We recognize that some of the least-developed countries in the WTO find it difficult to fully comply with the pharmaceutical patent rules governing world trade. In response to these difficulties, the United States has proposed granting the least developed countries a 10-year extension, to 2016, to come into full compliance with all pharmaceutical-related patent obligations under the TRIPs agreement. We have also proposed a moratorium of at least five years on WTO challenges to the action of other sub-Saharan African developing nations as they respond to HIV/AIDS, infections related to AIDS, and other health crises, such as malaria and tuberculosis.

Fourth, opening markets is important for economic recovery in the short run and for economic growth over time. It will also enhance productivity and efficiency, while helping to keep inflation in check. A signal that the world's trading nations are committed to open markets -- and that they will resist protectionism -- would inject additional confidence and energy into financial markets. Businesses will focus more on opportunities to be created and less on competition to be thwarted.

After all, there is a bicycle theory for trade: If the trade liberalization process does not move forward, it will, like a bicycle, be pulled down by the political gravity of special interests. To counter the slippage, some nations are turning to regional and bilateral agreements.

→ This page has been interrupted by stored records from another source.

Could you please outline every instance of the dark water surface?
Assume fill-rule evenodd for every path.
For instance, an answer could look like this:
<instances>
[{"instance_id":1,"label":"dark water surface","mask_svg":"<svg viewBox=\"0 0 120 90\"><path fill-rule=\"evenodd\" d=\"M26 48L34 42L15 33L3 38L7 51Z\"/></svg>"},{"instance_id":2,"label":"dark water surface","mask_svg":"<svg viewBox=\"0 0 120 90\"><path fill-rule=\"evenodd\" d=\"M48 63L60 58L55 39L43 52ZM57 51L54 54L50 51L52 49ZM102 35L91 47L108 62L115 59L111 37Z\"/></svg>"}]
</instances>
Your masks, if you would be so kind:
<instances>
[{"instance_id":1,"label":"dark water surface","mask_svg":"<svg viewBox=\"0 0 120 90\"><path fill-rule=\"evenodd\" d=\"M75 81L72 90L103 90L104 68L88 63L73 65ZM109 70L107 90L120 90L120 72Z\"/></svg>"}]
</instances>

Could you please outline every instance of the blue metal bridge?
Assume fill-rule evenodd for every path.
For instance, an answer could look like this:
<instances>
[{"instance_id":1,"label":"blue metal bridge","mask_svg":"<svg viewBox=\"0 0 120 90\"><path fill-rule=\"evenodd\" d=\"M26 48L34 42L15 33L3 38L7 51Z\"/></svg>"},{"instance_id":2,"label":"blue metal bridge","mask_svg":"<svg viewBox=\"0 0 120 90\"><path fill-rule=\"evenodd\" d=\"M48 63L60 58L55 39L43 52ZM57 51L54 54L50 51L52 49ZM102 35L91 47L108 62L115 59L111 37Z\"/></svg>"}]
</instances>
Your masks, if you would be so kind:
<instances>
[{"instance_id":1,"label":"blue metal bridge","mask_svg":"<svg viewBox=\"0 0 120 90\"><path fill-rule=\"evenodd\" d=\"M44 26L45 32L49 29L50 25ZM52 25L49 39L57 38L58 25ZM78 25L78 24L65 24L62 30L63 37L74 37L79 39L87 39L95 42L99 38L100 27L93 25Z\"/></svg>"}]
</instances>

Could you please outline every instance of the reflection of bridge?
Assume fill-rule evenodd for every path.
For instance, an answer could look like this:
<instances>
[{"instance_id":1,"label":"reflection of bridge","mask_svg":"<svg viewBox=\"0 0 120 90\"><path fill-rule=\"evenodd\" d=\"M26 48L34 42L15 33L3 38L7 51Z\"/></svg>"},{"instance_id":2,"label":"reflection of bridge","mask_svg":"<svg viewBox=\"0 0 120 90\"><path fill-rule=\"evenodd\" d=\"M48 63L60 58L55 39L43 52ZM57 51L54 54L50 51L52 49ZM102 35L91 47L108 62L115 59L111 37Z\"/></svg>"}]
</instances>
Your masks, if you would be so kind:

By seeking to promote open markets on multiple fronts - globally, regionally, and with individual countries - the United States hopes to create a competition in liberalization that counters the political gravity of protectionism.

Trade liberalization is also needed to affirm the WTO, which is falling behind developments in the world economy. It needs new negotiations to keep up. Since the completion of the Uruguay Round in 1994, international commerce has been transformed by new technologies, networks, business models, and investment patterns. It has also been buffeted by financial crises and other economic shocks. Governments are under increasing pressure to protect local producers.

Fifth, trade liberalization will be an engine of global economic growth that benefits families around the world. In America, the market openings implemented as part of the Uruguay Round and the North American Free Trade Agreement generate annual benefits of $1300- $2000 for the average family of four. The numbers may differ in other nations, but it is clear that opening markets through global trade liberalization can deliver hefty tax cuts for families who are watching their budgets throughout the world. And the biggest beneficiaries of increased trade are those with lower-incomes, as they are the least able to afford the higher prices for food, clothing, and appliances.

While great progress has been made in opening markets in recent years, continued progress is not preordained. The world economy of about a century ago also held out the promise of great technological change, trade flows, and economic integration similar to the forecasts of today. But the world's leading trading nations chose the wrong course, and it took the second half of the century to overcome the disastrous mistakes of the first 50 years.

At the dawn of this new century, we again have a choice of ideas. Which ones will triumph -- those of fear, destruction, and dwindling dreams -- or those of humankind's untapped potential, its aspirations, and the creative energy of free peoples seeking better lives? We can let the hopes of a new generation slip away amidst disputes, narrow interests, and insecurities. Or we can build on the momentum of the past 50 years, championing ideas that lead to opportunity and growth, and setting a course of increased peace and prosperity for the world, not just for a year or two, but for decades to come.

Robert B. Zoellick is the U.S. Trade Representative.